Des problèmes climatiques, y compris les changements climatiques, ont eu des répercussions sur les niveaux d’eau, faisant notamment subir à l’Inde des températures plus élevées et des sécheresses plus fréquentes au cours des dernières années. Mais la crise de l’eau au Tamil Nadu et en Inde en général est enracinée dans le refus des gouvernements, tant au niveau central qu’au niveau des États, à construire des infrastructures adéquates pour le stockage et la conservation de l’eau pour voir aux besoins fondamentaux de la population, notamment en matière d’irrigation. Tous les partis de l’establishment – tant les partis actuellement au pouvoir aux niveaux central et étatiques que sont le BJP et l’AIADMK, que leurs prédécesseurs du Congrès et du DMK – sont pleinement responsables de cette situation.

Commentant la crise de l’eau à Chennai, Jyoti Sharma, fondateur et président de FORCE, une ONG indienne travaillant sur la conservation de l’eau, a souligné le manque d’infrastructures pour stocker l’eau de pluie lorsque la mousson tombe. «Le sol devient très vite saturé, explique Sharma. Sans systèmes de collecte d’eau, les rivières débordent alors vu qu’il n’y a pas d’espace pour que l’eau puisse rester, et tout va vers la mer et loin de la ville.»

Cette négligence des autorités menace d’avoir des conséquences catastrophiques pour la grande majorité de la population. Un rapport publié l’an dernier par la National Institution for Transforming India (NITI Aayog), un groupe de réflexion du gouvernement indien présidé par Modi, a averti que Chennai se retrouvera sans eau potable dans les prochaines décennies.

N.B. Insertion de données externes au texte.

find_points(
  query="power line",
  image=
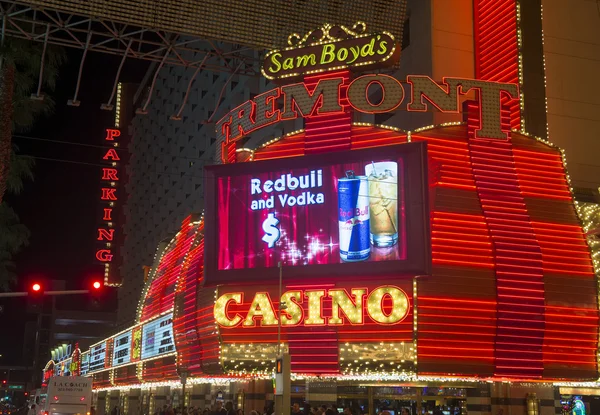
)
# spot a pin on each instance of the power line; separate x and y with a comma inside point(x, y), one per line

Le rapport note en outre que 21 grandes villes indiennes, dont Chennai, Bengalaru, Kochi, Coimbatore, Hyderabad, Vijayawada, Amravati et Solapur, seront à court d’eaux souterraines d’ici 2020.

Malgré tous ces avertissements, ni Modi ni le gouvernement de l’AIADMK ou aucun autre organe étatique compétent n’ont pris la moindre mesure sérieuse pour se préparer à cette crise.